Speaking at a press conference in Accra the Managing Director of the company, Kwame Awuah Darko, said BOST now has suppliers’ credit lines of up to US$280million on open account terms.
This, he said, means the reforms being carried out in BOST have caught the attention of both commodity suppliers and the global financing banks, thereby weaning the company off its reliance on local banks for financing petroleum imports.
When he took over as MD some 18 months ago, he said the company was seen as a failed state-owned enterprise, and had neither the confidence of local banks nor bulk distribution companies.
“Our nine-month turnaround strategy is aimed at restoring the company’s operations –restructuring the company’s organisation structure, restructuring the company’s balance sheet — as well as restoring the company’s infrastructure to be able to enhance our operations.”

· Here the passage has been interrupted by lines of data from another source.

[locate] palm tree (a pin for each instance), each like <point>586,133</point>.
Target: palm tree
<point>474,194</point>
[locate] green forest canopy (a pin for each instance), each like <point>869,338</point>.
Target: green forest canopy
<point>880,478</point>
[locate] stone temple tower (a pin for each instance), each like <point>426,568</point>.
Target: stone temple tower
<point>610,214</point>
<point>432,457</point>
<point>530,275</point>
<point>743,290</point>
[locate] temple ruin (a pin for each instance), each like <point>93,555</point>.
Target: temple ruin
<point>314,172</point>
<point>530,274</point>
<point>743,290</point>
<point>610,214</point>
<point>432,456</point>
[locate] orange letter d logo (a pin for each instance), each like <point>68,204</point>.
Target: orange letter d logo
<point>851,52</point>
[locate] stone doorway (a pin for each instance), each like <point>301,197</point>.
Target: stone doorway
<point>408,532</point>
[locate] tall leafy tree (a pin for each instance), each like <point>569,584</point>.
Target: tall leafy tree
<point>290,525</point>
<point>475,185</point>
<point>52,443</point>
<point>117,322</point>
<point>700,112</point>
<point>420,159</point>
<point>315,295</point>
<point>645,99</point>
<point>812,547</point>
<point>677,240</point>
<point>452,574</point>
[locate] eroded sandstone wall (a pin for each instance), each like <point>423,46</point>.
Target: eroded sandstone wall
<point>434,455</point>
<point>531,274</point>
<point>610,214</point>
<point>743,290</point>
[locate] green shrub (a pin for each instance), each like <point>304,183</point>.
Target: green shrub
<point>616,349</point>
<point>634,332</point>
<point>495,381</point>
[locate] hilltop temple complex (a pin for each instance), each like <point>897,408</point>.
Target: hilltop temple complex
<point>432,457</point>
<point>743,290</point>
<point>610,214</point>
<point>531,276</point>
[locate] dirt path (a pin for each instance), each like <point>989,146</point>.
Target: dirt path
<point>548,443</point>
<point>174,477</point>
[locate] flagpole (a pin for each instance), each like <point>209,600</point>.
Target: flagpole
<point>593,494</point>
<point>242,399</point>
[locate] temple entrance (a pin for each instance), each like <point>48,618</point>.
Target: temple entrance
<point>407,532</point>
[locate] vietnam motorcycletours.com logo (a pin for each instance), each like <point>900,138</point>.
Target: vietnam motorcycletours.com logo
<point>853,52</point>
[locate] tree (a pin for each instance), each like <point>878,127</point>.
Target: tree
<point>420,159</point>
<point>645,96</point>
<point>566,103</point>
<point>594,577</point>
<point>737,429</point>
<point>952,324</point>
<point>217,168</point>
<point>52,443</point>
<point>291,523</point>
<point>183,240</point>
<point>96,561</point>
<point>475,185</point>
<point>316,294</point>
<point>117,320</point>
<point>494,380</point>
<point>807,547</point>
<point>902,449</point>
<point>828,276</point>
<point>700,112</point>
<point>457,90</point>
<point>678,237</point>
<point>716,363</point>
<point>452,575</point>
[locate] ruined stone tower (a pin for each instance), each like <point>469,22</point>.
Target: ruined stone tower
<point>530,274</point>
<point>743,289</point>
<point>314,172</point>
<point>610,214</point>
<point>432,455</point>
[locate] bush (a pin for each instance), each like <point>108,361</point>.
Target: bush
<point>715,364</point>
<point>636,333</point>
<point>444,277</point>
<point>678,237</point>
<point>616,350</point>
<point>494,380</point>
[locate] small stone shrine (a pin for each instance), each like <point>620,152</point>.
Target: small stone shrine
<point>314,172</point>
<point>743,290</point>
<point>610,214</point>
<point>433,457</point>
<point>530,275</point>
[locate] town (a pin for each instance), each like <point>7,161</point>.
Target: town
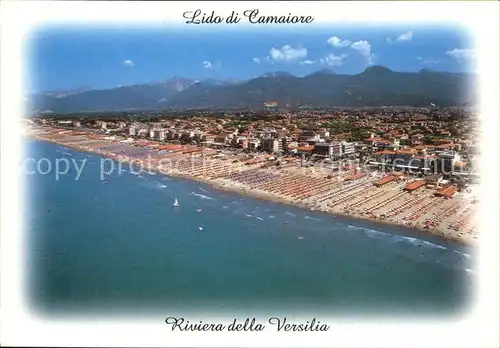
<point>407,166</point>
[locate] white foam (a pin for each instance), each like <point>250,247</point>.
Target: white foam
<point>202,196</point>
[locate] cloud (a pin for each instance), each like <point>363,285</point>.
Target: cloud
<point>287,53</point>
<point>333,60</point>
<point>211,65</point>
<point>427,61</point>
<point>462,53</point>
<point>402,38</point>
<point>128,62</point>
<point>364,48</point>
<point>405,37</point>
<point>307,62</point>
<point>337,42</point>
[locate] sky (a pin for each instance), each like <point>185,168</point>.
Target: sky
<point>63,58</point>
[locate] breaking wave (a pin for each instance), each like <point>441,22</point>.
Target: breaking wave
<point>202,196</point>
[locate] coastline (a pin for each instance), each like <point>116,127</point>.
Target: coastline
<point>225,185</point>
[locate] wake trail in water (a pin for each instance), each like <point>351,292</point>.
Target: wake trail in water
<point>467,256</point>
<point>311,218</point>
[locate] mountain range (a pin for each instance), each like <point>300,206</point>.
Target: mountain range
<point>375,86</point>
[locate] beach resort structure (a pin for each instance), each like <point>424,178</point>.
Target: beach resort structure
<point>436,205</point>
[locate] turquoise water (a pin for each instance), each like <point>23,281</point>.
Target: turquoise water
<point>121,245</point>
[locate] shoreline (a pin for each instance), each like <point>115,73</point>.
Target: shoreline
<point>221,184</point>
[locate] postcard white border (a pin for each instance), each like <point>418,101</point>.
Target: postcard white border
<point>20,327</point>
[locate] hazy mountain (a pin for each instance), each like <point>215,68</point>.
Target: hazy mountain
<point>375,86</point>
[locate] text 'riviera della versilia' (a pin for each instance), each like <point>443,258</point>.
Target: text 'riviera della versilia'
<point>249,324</point>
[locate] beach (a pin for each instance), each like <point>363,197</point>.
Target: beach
<point>344,194</point>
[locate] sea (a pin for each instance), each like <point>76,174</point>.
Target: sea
<point>118,245</point>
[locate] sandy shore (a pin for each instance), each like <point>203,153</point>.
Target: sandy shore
<point>224,183</point>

BOST, he said, has also repositioned itself within the West African sub-region and has now been recognised by Sonaby — Burkina Faso’s State Owned Petroleum Company — as one of its suppliers of choice.
Additionally, he said, the BOST facility in Buipe that was idle when he took over has now become a depot of choice for Malian petroleum marketers.
Kwame Awuah Darko indicated that with the continued improvement of BOST infrastructure across the country, the end of 2015 should see the company becoming the biggest player in the country’s downstream petroleum sector as well as in the West African sub-region outside of Nigeria.